The explosion shoved Roderick hard in the stomach, just as he heard it scream. He had to stop himself from falling by holding onto some of the crates stacked as a makeshift barrier.
"Further. Don't want to embarrass myself further," Mildred finished, frowning.
"The hidden backup fuse was a good call, Specialist. Well done," Captain Dremora said. "Sandson, let's just assume the Gloamtaken will recognize explosives and fuses if they come across them, and act accordingly. I'd rather not wait for them to come up with the idea of picking the damn things up and charging into our ranks. Barricade any room we plant charges in."
"Right, sir," Lieutenant Sandson replied.
Ashes of the abyss. Roderick knew that any of these tactics the Gloamtaken tried would have been his death if he was in charge. His, and everyone he was leading. The stories of the Fourth, of the Gloam rolling over walls gone dark as the Golems smashed their way into the City, none of those stories mentioned Gloamtaken being clever, of fires being extinguished by unknown powers.

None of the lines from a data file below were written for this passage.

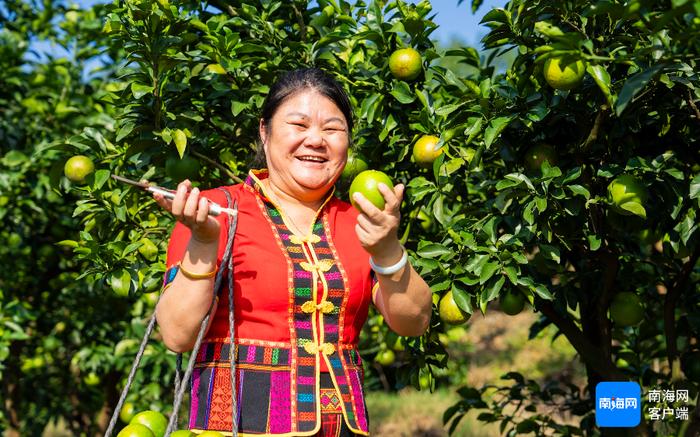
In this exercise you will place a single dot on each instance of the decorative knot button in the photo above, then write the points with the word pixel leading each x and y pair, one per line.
pixel 322 266
pixel 313 239
pixel 325 307
pixel 326 348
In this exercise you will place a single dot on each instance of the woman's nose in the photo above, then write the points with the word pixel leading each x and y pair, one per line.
pixel 314 138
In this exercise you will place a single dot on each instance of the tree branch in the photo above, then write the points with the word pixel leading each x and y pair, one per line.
pixel 670 302
pixel 588 352
pixel 692 105
pixel 217 165
pixel 593 134
pixel 224 7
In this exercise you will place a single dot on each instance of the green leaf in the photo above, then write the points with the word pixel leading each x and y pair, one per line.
pixel 461 298
pixel 594 242
pixel 180 141
pixel 14 158
pixel 633 85
pixel 475 264
pixel 495 128
pixel 579 190
pixel 695 187
pixel 550 252
pixel 101 176
pixel 402 92
pixel 494 289
pixel 139 90
pixel 548 29
pixel 120 281
pixel 512 274
pixel 635 208
pixel 487 271
pixel 474 128
pixel 433 250
pixel 602 79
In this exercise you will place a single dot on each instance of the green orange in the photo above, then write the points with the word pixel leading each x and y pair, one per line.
pixel 512 302
pixel 135 430
pixel 449 312
pixel 367 183
pixel 425 150
pixel 78 167
pixel 354 165
pixel 153 420
pixel 405 64
pixel 563 73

They also didn't mention just how important good soldiers were to making a difference. How Aranhall's level head saved them, of how Valen could hold an entire street by himself, of how Varnell could reach down certain death's throat and yank victory out.
Of how Captain Dremora could fight tens of thousands of Gloamtaken with barely more than a hundred soldiers. "I think it's after you, sir," Roderick thought aloud.
The Captain whirled around at Roderick's musing, and he suddenly found himself directly beneath Rhavin Dremora's direct and focused scrutiny. It was almost enough, on its own, to make him shudder. "What makes you say that, soldier?"
"Just remembering fights with my older brothers. The way they looked when they couldn't just push me over and step on me to keep me down. When they had to put more effort into winning. What's happened to us since we got here, sir, it just reminds me of that."
Roderick thought the Captain might laugh at him. At best, he expected a shrug and a polite nod. But instead, Captain Dremora shared a worried look with Varnell, who now looked as if she had just seen their enemy at the end of the street.
"That makes an unnerving amount of sense, Captain," Lieutenant Varnell said.
"It does," Captain Dremora agreed. "By the abyss, I need to get you all back to the City."